The issues, which a U. spokesman called "extremely unusual," first came to light in the fall of 2011, when editors at a journal where one of the papers was published expressed concerns about the data, later echoed by a former collaborator at another university.

The U.'s investigation started the following spring, around the time two papers were retracted from the journal Cell Metabolism. Other journals have since issued three corrections to other papers from Kaplan's lab.

"I think that it is a matter, to some extent, of the zeal for science and the discovery, and folks get busy pursing the science and have lost the sense of the sort of oversight mechanism that should be in place," said Botkin. "Sometimes it's a matter of poor oversight also ... oftentimes individuals think they already know the answer and the paper is just a validation to demonstrate what the right answer is."
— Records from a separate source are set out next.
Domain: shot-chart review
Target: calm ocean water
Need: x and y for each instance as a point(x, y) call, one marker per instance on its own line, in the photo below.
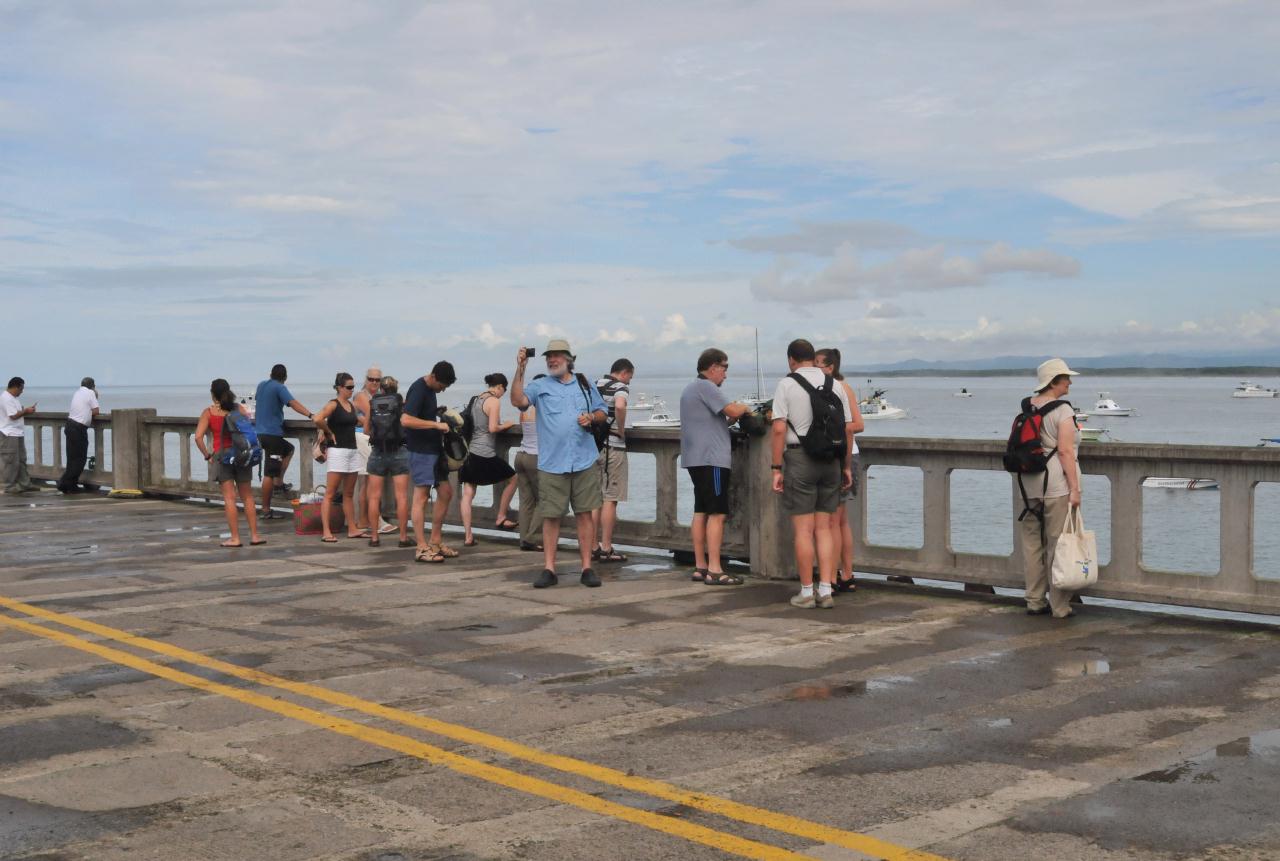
point(1179, 527)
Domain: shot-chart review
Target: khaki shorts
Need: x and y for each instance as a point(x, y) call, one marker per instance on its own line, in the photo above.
point(558, 490)
point(613, 473)
point(809, 485)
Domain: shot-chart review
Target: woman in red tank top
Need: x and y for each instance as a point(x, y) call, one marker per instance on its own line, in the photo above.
point(234, 481)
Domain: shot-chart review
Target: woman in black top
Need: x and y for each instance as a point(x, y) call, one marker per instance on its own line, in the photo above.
point(337, 422)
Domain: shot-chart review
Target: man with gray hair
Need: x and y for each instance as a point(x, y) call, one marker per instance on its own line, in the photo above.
point(80, 418)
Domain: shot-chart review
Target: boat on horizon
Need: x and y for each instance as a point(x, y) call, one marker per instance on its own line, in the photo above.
point(1253, 390)
point(1107, 407)
point(1180, 484)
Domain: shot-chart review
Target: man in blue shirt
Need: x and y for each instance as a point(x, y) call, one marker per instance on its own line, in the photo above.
point(270, 401)
point(567, 406)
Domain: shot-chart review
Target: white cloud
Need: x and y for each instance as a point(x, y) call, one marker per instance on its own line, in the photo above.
point(292, 204)
point(914, 270)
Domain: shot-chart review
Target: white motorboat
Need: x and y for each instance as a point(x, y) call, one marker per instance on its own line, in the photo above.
point(1180, 484)
point(1253, 390)
point(1107, 407)
point(659, 417)
point(878, 407)
point(639, 410)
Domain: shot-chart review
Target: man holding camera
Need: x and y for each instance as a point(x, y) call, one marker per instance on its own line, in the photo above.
point(567, 406)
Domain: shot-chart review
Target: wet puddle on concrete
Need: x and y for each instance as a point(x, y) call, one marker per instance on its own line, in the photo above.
point(1264, 746)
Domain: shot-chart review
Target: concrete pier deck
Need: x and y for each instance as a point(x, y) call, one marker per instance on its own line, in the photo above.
point(163, 697)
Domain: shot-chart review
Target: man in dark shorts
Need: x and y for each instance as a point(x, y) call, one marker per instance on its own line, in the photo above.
point(270, 399)
point(426, 467)
point(705, 450)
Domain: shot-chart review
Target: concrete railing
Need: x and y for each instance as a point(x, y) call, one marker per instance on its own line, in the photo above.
point(759, 531)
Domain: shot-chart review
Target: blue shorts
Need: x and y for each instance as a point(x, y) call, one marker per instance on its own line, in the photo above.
point(424, 468)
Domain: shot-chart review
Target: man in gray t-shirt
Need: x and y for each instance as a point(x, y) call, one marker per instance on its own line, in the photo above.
point(705, 413)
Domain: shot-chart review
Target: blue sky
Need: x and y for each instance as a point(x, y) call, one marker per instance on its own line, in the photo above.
point(191, 189)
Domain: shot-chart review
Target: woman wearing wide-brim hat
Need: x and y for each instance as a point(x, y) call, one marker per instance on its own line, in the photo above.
point(1051, 495)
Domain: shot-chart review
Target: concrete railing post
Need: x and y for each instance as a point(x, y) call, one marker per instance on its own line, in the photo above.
point(768, 527)
point(131, 449)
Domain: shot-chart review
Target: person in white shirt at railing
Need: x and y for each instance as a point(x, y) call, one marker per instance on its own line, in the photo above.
point(13, 439)
point(80, 418)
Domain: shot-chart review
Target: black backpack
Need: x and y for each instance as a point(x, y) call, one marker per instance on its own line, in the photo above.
point(824, 440)
point(599, 431)
point(385, 433)
point(1025, 454)
point(245, 450)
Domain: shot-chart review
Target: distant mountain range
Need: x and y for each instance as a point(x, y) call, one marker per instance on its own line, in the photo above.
point(1210, 362)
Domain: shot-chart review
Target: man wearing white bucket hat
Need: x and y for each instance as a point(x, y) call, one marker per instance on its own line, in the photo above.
point(566, 408)
point(1050, 498)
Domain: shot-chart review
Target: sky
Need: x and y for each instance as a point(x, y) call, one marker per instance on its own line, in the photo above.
point(196, 189)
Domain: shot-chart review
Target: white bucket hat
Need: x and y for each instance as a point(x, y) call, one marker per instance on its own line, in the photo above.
point(1046, 372)
point(558, 346)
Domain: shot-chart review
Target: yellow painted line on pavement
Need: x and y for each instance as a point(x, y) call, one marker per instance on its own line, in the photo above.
point(412, 747)
point(749, 814)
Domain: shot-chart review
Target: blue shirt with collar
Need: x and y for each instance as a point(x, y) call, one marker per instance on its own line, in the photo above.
point(563, 445)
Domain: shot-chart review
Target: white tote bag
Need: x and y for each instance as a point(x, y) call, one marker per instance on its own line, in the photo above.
point(1075, 558)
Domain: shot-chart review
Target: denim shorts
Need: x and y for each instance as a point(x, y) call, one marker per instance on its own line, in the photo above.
point(388, 463)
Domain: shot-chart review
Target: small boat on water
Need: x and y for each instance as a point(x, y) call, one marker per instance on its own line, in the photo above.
point(878, 407)
point(1253, 390)
point(1180, 484)
point(659, 417)
point(1107, 407)
point(639, 410)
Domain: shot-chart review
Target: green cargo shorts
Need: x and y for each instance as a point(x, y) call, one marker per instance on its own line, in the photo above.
point(558, 490)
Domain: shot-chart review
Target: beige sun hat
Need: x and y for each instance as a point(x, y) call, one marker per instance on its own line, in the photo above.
point(558, 346)
point(1046, 372)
The report said that the U.'s responsibility for the problems shouldn't stop at Kaplan's retirement and De Domenico's termination.

Along with investigating other papers published by researchers in the lab, university officials are reaching out to other U. scientists to remind them of research rules and how to report problems if they see them.

Asked whether researchers need more oversight, Botkin said that academic journals could do more to ensure that images haven't been manipulated. The university, he said, should "remind investigators collaborating on a project that they need to take a certain amount of responsibility to ensure that everyone's work is the highest quality it can be."

The university will contact the editors of the journals where the six remaining papers were published, and the editors will decide with the authors what steps to take, Botkin said.

The problems could affect other scientists working on similar projects, but the work hasn't been used in medical care or other applications that affect the general population, Botkin said.

At the time the two papers were retracted, Kaplan-led researchers insisted in a statement that the problems didn't affect the science and the data is reproducible. The report released Thursday didn't investigate that claim.

"Whether the science is right or not is not the primary issue," Botkin said. "Being right doesn't mean it's not research misconduct."

The research was funded by federal tax dollars, and the federal Office of Research Integrity is conducting its own investigation.